In statistics, the F-measure is a measure of a test's accuracy, where an F-measure reaches its best value at 1.0 and worst score at 0.

Results and Discussion

Classifying Genes to Correct Gene Ontology Terms

The results of the experiments are based on averages of ten different runs of each dataset being randomized and then split for training and testing. The size of the datasets varied depending on what experiments were being performed. The dataset that contained no neighbour information contained 31554 instances. This number increased as more neighbour information was included. For instances where there was missing attribute values, the missing values were substituted with a "?". The training sets were set to contain 66% of the instances randomly selected from each dataset. In this analysis, the classification of Gene Ontology Slim terms for all three ontologies are combined. The MultiBoostingAB algorithm using the J48 classifier generated different trees for each data set it analyzed.
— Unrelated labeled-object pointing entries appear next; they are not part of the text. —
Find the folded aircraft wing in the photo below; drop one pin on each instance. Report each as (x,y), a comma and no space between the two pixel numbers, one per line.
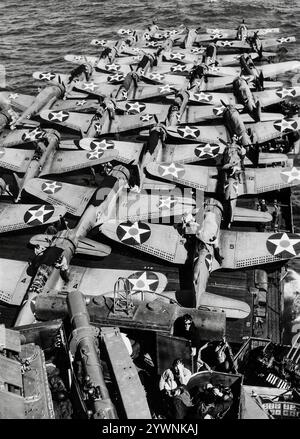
(271,70)
(161,241)
(61,78)
(164,78)
(125,152)
(14,281)
(67,161)
(136,107)
(151,91)
(126,123)
(16,160)
(231,33)
(21,216)
(16,137)
(18,101)
(270,97)
(205,133)
(246,249)
(212,98)
(261,180)
(264,131)
(77,105)
(141,206)
(101,281)
(199,177)
(73,197)
(75,121)
(96,88)
(188,153)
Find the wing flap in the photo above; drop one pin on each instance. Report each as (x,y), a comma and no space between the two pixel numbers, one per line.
(203,178)
(21,216)
(157,240)
(246,249)
(76,121)
(16,160)
(73,197)
(14,281)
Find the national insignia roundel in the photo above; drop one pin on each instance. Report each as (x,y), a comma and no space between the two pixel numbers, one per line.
(51,187)
(208,262)
(101,144)
(58,116)
(32,135)
(171,170)
(286,125)
(143,281)
(188,132)
(135,107)
(38,215)
(133,233)
(284,245)
(206,151)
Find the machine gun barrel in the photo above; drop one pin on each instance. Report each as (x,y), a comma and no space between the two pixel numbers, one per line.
(85,343)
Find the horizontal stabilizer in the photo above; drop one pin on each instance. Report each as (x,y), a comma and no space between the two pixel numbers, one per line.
(251,215)
(89,247)
(234,309)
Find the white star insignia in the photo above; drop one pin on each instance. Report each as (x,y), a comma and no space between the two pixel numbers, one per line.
(202,97)
(133,232)
(214,69)
(47,76)
(156,76)
(166,202)
(100,42)
(60,116)
(188,132)
(165,89)
(179,56)
(214,36)
(38,214)
(283,40)
(51,187)
(116,77)
(196,50)
(13,96)
(179,68)
(218,111)
(135,107)
(125,31)
(226,43)
(95,154)
(112,67)
(146,117)
(143,282)
(293,175)
(235,186)
(206,150)
(90,86)
(283,92)
(98,127)
(80,103)
(102,145)
(286,125)
(171,169)
(35,134)
(285,243)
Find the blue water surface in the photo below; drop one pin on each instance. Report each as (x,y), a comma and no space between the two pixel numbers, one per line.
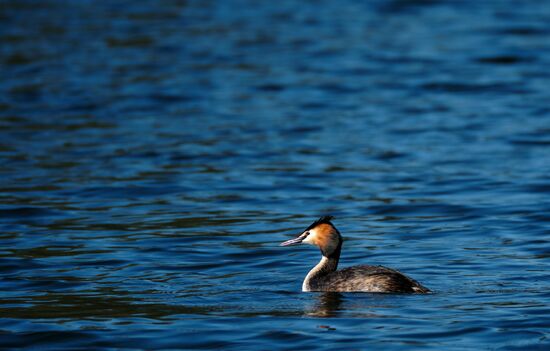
(154,154)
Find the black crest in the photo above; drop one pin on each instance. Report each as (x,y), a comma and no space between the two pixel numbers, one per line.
(324,219)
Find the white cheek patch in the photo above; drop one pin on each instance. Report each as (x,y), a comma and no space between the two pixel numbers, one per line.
(310,237)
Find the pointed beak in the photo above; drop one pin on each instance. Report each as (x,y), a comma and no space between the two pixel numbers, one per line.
(291,242)
(294,241)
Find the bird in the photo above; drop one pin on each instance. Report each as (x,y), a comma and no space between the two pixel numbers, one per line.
(363,278)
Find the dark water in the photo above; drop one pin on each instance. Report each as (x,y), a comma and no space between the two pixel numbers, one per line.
(154,154)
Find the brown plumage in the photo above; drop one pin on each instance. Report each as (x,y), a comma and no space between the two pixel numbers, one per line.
(325,277)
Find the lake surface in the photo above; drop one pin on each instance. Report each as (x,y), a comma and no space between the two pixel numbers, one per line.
(155,153)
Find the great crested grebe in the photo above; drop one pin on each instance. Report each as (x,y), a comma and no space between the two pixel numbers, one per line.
(325,277)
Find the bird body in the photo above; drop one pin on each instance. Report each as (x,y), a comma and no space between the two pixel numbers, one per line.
(364,278)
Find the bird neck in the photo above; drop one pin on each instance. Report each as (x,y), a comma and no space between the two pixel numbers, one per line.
(327,265)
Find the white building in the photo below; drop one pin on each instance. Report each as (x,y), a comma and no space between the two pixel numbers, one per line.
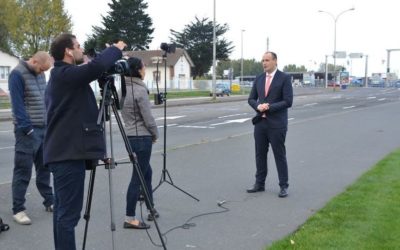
(7,63)
(178,68)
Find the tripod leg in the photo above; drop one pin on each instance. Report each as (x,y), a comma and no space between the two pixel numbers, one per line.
(88,204)
(136,166)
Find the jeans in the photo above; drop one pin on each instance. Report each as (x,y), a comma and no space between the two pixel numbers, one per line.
(142,146)
(69,184)
(29,151)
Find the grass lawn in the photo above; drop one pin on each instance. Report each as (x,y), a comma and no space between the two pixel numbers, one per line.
(365,216)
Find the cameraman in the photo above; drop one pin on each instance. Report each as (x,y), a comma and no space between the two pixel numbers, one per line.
(142,132)
(73,140)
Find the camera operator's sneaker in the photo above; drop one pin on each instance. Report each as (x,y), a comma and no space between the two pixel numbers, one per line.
(22,218)
(49,209)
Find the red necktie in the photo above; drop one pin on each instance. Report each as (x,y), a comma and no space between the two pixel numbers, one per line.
(267,84)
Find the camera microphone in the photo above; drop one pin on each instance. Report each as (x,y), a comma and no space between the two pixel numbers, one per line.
(220,203)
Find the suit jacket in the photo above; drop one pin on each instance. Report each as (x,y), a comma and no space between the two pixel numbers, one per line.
(279,97)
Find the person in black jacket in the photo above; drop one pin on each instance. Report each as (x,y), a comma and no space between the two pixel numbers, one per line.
(73,137)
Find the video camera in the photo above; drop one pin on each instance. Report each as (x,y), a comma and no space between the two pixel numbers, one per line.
(120,67)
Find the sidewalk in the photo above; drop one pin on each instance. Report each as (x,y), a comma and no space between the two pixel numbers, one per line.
(5,114)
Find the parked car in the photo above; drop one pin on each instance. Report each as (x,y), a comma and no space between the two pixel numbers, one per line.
(221,90)
(357,82)
(332,83)
(396,84)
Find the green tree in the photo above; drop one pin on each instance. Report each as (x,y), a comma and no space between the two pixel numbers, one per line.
(294,68)
(127,21)
(197,39)
(34,23)
(251,67)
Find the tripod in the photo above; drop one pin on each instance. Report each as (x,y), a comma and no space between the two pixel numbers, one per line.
(165,176)
(110,99)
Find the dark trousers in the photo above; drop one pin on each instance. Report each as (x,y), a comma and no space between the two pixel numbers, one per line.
(263,137)
(29,152)
(69,182)
(142,146)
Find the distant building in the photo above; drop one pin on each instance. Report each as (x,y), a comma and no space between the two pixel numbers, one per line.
(7,63)
(178,70)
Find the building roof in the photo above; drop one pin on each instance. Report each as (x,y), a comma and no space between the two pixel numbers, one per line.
(149,57)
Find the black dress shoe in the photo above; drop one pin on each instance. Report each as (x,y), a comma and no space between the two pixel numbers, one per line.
(150,217)
(256,188)
(283,193)
(141,225)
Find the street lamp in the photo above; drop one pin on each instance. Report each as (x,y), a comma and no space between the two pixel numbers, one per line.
(214,55)
(334,39)
(241,60)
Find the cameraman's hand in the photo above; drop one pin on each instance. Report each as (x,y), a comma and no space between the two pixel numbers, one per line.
(120,45)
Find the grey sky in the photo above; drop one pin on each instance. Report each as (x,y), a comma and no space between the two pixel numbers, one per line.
(297,32)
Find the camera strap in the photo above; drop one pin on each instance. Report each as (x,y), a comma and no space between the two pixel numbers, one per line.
(123,92)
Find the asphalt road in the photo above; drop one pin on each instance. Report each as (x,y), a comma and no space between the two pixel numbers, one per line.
(333,138)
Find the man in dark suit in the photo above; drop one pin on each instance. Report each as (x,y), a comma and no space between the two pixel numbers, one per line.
(271,96)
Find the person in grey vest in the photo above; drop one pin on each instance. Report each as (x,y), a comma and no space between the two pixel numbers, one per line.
(27,84)
(142,132)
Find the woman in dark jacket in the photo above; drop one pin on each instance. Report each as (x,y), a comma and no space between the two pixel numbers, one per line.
(142,132)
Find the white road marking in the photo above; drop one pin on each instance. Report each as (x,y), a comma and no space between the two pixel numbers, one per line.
(190,126)
(232,121)
(170,117)
(310,104)
(168,125)
(226,116)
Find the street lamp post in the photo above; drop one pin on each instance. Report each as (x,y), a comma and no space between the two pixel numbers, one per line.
(335,18)
(241,58)
(214,56)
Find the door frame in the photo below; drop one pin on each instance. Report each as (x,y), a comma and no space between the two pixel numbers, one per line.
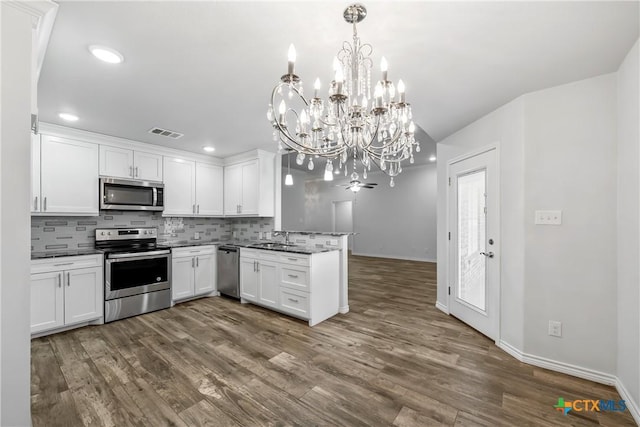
(498,234)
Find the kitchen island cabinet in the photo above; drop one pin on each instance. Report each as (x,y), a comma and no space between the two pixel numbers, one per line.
(301,285)
(66,292)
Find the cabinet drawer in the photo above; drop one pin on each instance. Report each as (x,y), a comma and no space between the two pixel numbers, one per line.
(65,263)
(296,259)
(294,302)
(295,277)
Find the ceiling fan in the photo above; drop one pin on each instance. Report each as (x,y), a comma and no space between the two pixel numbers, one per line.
(355,185)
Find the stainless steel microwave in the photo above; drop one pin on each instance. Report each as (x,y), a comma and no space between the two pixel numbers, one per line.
(128,195)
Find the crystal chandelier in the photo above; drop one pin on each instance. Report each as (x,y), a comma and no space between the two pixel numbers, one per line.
(352,128)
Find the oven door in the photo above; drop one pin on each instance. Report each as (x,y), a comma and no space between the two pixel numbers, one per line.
(136,273)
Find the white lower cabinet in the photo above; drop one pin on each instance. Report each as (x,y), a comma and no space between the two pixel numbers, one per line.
(193,272)
(304,286)
(66,291)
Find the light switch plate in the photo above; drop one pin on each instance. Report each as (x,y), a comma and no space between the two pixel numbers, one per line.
(548,218)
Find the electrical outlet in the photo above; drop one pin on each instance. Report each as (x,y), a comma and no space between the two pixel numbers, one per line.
(548,218)
(555,328)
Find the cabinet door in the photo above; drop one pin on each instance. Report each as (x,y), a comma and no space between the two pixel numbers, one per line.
(116,162)
(268,285)
(36,200)
(250,188)
(248,279)
(147,166)
(69,176)
(232,189)
(179,187)
(182,277)
(47,301)
(204,274)
(209,190)
(83,299)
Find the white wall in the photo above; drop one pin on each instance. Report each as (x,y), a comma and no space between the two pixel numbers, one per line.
(14,215)
(570,270)
(398,222)
(628,231)
(572,148)
(504,128)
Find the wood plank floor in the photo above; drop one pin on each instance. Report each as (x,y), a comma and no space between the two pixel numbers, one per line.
(394,359)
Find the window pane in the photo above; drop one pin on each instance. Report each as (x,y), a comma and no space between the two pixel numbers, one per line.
(471,238)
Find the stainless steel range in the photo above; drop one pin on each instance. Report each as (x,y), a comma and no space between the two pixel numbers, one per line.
(137,273)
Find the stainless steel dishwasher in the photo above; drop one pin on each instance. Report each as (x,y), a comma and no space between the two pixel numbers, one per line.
(229,271)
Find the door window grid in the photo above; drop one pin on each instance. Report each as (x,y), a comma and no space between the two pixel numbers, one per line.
(471,237)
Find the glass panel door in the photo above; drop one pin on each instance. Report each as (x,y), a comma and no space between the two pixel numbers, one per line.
(471,234)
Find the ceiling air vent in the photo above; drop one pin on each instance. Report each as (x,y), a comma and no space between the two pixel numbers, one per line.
(168,133)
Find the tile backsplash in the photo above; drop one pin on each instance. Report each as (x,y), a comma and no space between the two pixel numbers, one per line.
(76,233)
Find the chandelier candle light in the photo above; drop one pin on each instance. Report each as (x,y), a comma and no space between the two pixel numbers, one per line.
(351,126)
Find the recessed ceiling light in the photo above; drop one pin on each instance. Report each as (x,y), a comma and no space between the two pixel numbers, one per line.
(106,54)
(68,117)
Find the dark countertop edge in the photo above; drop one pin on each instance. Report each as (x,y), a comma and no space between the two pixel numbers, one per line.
(183,244)
(320,233)
(61,254)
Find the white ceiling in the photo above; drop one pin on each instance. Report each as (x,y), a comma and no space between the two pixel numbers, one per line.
(206,69)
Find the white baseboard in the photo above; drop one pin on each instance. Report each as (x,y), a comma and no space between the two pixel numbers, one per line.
(442,307)
(554,365)
(393,257)
(576,371)
(632,406)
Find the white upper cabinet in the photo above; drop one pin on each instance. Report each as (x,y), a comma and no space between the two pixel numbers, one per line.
(249,187)
(179,187)
(192,188)
(147,166)
(209,190)
(123,163)
(68,177)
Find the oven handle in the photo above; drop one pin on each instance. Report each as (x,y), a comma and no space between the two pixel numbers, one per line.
(140,255)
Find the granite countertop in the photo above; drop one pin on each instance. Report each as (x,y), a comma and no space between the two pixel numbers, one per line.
(247,244)
(187,243)
(59,254)
(320,233)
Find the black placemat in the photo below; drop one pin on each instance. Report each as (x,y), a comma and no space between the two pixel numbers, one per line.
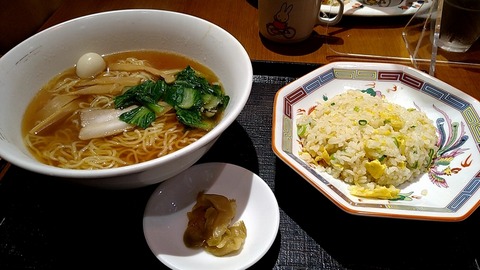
(47,224)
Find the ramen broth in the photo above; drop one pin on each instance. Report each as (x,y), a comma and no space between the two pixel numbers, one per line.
(59,145)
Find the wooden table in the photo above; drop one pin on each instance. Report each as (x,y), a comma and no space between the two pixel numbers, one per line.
(239,17)
(46,224)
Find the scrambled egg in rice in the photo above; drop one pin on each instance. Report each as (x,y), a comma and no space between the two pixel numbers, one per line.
(367,142)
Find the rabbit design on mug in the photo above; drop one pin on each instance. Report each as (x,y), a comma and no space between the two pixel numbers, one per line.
(279,26)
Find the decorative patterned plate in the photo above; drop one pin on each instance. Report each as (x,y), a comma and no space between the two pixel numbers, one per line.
(165,218)
(449,191)
(378,7)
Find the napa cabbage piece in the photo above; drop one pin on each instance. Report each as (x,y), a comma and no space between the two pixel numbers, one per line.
(209,225)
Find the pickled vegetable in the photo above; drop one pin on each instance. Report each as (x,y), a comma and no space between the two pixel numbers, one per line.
(209,225)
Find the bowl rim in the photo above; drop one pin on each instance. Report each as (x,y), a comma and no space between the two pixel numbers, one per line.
(41,168)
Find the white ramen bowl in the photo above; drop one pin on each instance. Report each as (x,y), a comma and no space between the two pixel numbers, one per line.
(32,63)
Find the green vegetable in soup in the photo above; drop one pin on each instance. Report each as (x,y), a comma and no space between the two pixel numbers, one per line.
(194,99)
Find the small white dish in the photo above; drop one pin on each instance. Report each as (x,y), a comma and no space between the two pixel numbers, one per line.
(449,191)
(165,218)
(357,8)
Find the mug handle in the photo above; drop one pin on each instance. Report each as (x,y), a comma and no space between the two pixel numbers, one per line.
(334,20)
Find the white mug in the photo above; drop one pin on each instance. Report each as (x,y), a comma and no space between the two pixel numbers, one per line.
(291,21)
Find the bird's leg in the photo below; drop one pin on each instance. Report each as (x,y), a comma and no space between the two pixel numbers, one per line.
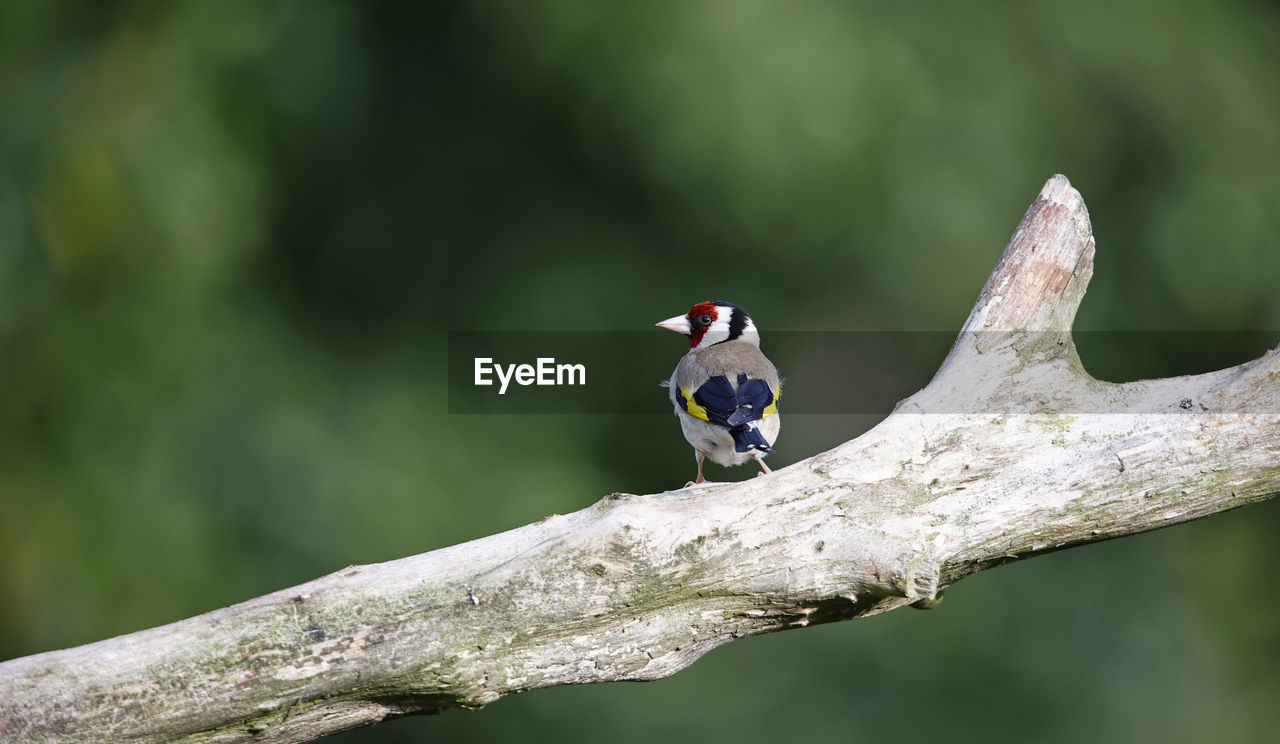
(698,456)
(764,469)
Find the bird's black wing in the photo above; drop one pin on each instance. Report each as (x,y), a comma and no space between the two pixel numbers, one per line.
(717,402)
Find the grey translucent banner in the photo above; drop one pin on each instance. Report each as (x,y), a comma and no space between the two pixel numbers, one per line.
(824,372)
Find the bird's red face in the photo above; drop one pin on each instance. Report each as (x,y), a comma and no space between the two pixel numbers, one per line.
(695,323)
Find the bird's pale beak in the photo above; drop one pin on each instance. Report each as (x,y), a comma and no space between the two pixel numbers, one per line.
(680,324)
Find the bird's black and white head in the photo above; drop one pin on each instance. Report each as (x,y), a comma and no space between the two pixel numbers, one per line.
(711,323)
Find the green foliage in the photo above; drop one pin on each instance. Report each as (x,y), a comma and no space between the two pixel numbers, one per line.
(233,236)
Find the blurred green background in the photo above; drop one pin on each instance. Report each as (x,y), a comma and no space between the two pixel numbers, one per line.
(234,234)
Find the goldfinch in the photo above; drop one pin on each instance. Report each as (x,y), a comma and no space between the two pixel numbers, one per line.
(725,389)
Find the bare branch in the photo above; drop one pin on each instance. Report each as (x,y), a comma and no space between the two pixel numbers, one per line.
(1009,452)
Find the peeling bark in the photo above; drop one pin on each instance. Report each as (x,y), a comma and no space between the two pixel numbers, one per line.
(1013,450)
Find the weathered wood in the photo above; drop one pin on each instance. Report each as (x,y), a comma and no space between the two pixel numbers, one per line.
(1010,451)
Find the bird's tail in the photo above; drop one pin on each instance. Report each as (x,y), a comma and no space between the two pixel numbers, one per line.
(748,438)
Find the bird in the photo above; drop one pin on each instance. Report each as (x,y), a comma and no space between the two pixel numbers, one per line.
(725,391)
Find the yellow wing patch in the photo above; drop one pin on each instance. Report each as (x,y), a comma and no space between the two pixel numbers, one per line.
(691,405)
(773,406)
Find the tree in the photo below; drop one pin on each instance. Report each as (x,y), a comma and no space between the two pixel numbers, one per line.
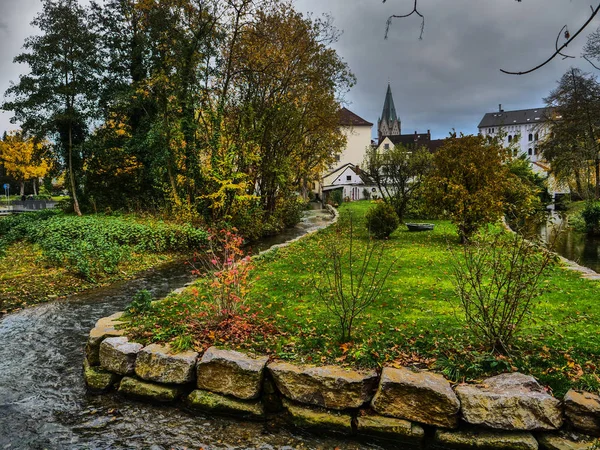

The trees generated for the individual chromosomes did share similar structures in that the root node was the Gene Ontology Slim term for the given gene followed by start positions that partitioned the chromosome and then the neighbouring gene's Gene Ontology Slim term.

The results of this study also showed that in classifying genes to their correct Gene Ontology Slim term, the inclusion of neighbour information from those genes is beneficial (See Figure 1). By incorporating neighbour information from each gene's two-nearest neighbours, the percentage of correctly classified genes increases to over 80% for most chromosomes. A gene is considered to be correctly classified if all of its Gene Ontology Slim terms have been predicted. This phenomenon of having the incorporation of neighbour information being beneficial is also seen in the F-measures obtained by the classifier (See Figure 2). Partitioning of the classification process by chromosome produces better accuracy results than using the classification results generated when using information from the entire genome. By incorporating neighbour information from each gene's two-nearest neighbours, the F-measures increase to over 0.80 for most chromosomes.

Figure 1.

Figure 1

Percent of Correctly Classified Genes to Gene Ontology Slim Terms. Percent of correctly classified genes to Gene Ontology Slim terms for the entire genome and the individual chromosomes (chromosome seventeen represents the mitochondrial chromosome) using the MuliBoostAB algorithm using the J48 classifier.

Figure 2.

Figure 2

F-measures of Classified Genes to Gene Ontology Slim Terms. F-measures of classified genes to Gene Ontology Slim terms for the entire genome and the individual chromosomes (chromosome seventeen represents the mitochondrial chromosome) using the MuliBoostAB algorithm using the J48 classifier.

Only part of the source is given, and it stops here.